Advance Care Planning
If you're wondering if it's time to think about the future -- it probably is.
As an adult, you make decisions every day, from very simple ones to more complex choices about your home, your career and your life. You plan ahead for events that you expect to happen, like vacations, special projects or a wedding.
An important choice that you might not have thought about is your choice for medical care toward the end of life. Planning ahead for this choice -- now, while you are able to -- is a gift you can give yourself and those you love. Having a plan will make it easier for you, your doctor and your loved ones if, in the future, decisions about treatment need to be made at a time when you are unable to speak for yourself.
Technology and medical advances have given us more and more choices. Critically ill or injured patients may be kept alive long after there is any hope for their recovery. In a situation like that, what treatment options would be acceptable to you? How do you really feel about tube feeding or life support? Decisions like these are best made before there is a health crisis.
Some Terms to Know
Advance care planning means:
- understanding possible future health choices
- thinking about these choices in light of what is important to you
- talking about your decisions with loved ones and your doctors
- putting your plans in writing so they will be ready if they are needed
You may find that this is an ongoing process that takes more than one conversation. The goal of advanced care planning is for you to live well, in a way that is meaningful to you, for as long as you live.
Advance Directives
These are the legal documents that complete the process. To have your wishes for care toward the end of life followed, you should put your choices in writing by using the advance directives. These include the following forms:
- A health care power of attorney, which allows you to name a person you trust to make your health care choices if you cannot make them yourself.

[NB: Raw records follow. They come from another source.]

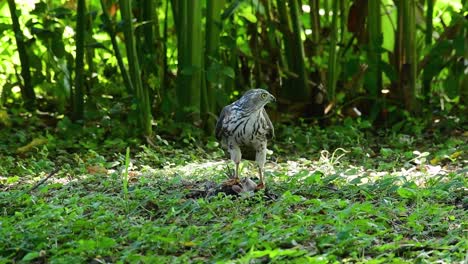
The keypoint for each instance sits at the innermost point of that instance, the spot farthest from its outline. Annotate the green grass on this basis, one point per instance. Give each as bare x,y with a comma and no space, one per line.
376,201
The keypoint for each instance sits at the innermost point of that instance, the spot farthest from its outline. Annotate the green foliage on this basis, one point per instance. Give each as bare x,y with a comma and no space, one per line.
342,194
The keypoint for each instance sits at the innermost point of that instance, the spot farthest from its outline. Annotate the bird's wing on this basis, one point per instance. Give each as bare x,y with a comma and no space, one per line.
269,125
225,113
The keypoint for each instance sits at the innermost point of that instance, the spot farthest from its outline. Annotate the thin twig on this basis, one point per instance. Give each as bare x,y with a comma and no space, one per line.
52,173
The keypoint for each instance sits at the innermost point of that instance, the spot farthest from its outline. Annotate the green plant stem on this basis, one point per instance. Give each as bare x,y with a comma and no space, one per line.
142,94
27,91
78,100
109,27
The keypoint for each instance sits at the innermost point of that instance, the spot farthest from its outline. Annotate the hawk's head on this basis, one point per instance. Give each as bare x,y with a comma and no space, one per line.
255,99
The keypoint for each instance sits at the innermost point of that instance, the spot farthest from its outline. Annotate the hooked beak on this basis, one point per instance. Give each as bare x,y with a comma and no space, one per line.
272,98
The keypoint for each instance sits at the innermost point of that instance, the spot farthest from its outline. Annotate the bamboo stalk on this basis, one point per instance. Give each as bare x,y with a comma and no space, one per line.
294,88
142,94
332,65
27,91
213,33
78,99
109,27
374,81
428,41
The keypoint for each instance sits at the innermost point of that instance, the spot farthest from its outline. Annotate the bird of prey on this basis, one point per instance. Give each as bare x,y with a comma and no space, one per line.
244,128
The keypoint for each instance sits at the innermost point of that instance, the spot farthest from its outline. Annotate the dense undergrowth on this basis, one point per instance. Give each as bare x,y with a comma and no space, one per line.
346,193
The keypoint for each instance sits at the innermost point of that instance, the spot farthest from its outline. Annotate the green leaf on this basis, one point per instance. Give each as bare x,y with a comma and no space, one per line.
31,256
406,193
249,17
229,72
231,9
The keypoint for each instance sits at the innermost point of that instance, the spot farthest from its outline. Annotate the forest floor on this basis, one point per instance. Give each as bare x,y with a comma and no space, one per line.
340,194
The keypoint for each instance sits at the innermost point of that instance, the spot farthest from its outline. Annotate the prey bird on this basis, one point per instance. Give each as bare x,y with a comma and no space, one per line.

- A living will, which tells others what medical treatments you want if you are dying.
- MOST, or Medical Orders for Scope of Treatment, is a new form approved by the NC Legislature in 2007. It is a physician's order that supplies more detail than a living will about the range of care for those who are already terminally ill with a limited life expectancy. It offers a patient to choose whether to accept or refuse life prolonging measures like, CPR, intubation, aritifical nutrition and hydration, dialysis, antibiotics and more. Must be completed by a physician, physician's assistant or nurse practitioner. Does not require notarization.
You can always change your mind after your future choices, even after you have developed a plan and written down your wishes. As long as you are able to make decisions, your plan may be changed.